Le aziende italiane ne sono sempre più consapevoli, per il 21% di esse (media europea: 19%) la trasparenza rientra, infatti, tra le cinque principali priorità in ambito payroll e retribuzione e nel 23%, 4 punti sopra il dato europeo, è già pratica consueta all’interno delle politiche HR con l’esplicitazione delle fasce retributive e dei criteri di equità salariale applicati.

“Oggi i dipendenti si aspettano più di uno stipendio competitivo. Vogliono anche comprendere come viene determinata la loro retribuzione, quali benefit ricevono e in che modo l’azienda li sostiene nel lungo periodo. Sicurezza economica e trasparenza diventano così due pilastri fondamentali delle moderne politiche retributive. – afferma Chiara Valdata, People Director per l’Italia di SD Worx Il termine per il recepimento della Direttiva europea sulla trasparenza retributiva negli ordinamenti nazionali è scaduto il 7 giugno 2026 e l’Italia, a differenza di molti Stati membri, lo ha già attuato. Le organizzazioni, oggi più che mai, sono quindi chiamate a compiere ulteriori passi verso politiche retributive più chiare e trasparenti e noi di SD Worx siamo lieti di accompagnarle in questo percorso. Attraverso un modello integrato che abbiamo studiato e sviluppato internamente le aiutiamo, infatti, a trasformare un obbligo europeo in un vantaggio competitivo per loro e per il Paese.”

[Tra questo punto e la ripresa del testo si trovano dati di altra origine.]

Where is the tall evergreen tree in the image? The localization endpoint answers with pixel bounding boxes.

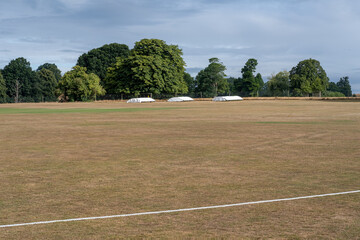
[2,57,41,102]
[336,76,352,97]
[0,71,7,103]
[196,58,229,97]
[36,63,61,82]
[77,43,130,84]
[105,39,188,95]
[289,58,329,96]
[36,68,57,102]
[235,58,264,97]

La via italiana al welfare aziendale passa da buoni pasto e carburante

L’esigenza di una maggiore sicurezza economica passa anche dagli strumenti concreti che i lavoratori italiani individuano come prioritari quando si parla di benefit. Se a livello europeo ai primi posti ci sono più giorni di ferie o permessi (40%) o maggiore flessibilità oraria (31%), nel nostro Paese queste richieste scivolano rispettivamente al quinto e terzo posto, perché hanno molta più importanza le misure di integrazione al reddito.

In cima, infatti, ci sono i buoni pasto, citati dal 39% dei dipendenti (contro il 25% europeo) con una preferenza maggiore da parte delle donne (44%); poi vengono le carte sconto e i buoni carburante con il 30% (solo il 19% in Europa), seguiti da flessibilità oraria (27%) e voucher legati alla cultura (26%). Per questi ultimi, la percentuale sale al 31% tra le lavoratrici.

Le imprese italiane sono ricettive rispetto a queste richieste: il benefit più comune, adottato dal 33% delle imprese (19% in Europa) sono infatti proprio i buoni pasto, seguiti dalla flessibilità oraria, con il 26%, e, dato rilevante, dall’offerta di un’assicurazione sanitaria, presente nel 21% delle organizzazioni, dato molto maggiore rispetto a quello medio europeo (14%) e che sale al 43,5% nel settore finanziario.

Reward, tra fiducia e sostenibilità dei costi

In questo momento il 53% delle aziende sta valutando come rendere il pacchetto retributivo più attrattivo senza aumentare il costo complessivo del lavoro e per questo saranno i benefit a diventare una leva importante per coniugare sostenibilità dei costi e valore aggiunto.

“La retribuzione evolve così da strumento esclusivamente economico a sistema strategico capace di mettere in relazione fiducia, sostenibilità ed engagement. Le organizzazioni che investono in sicurezza economica, trasparenza, flessibilità e benessere non solo rafforzano il proprio posizionamento sul mercato del lavoro, ma costruiscono politiche retributive più adatte a rispondere ad aspettative crescenti e a un quadro normativo sempre più articolato”, conclude Valdata.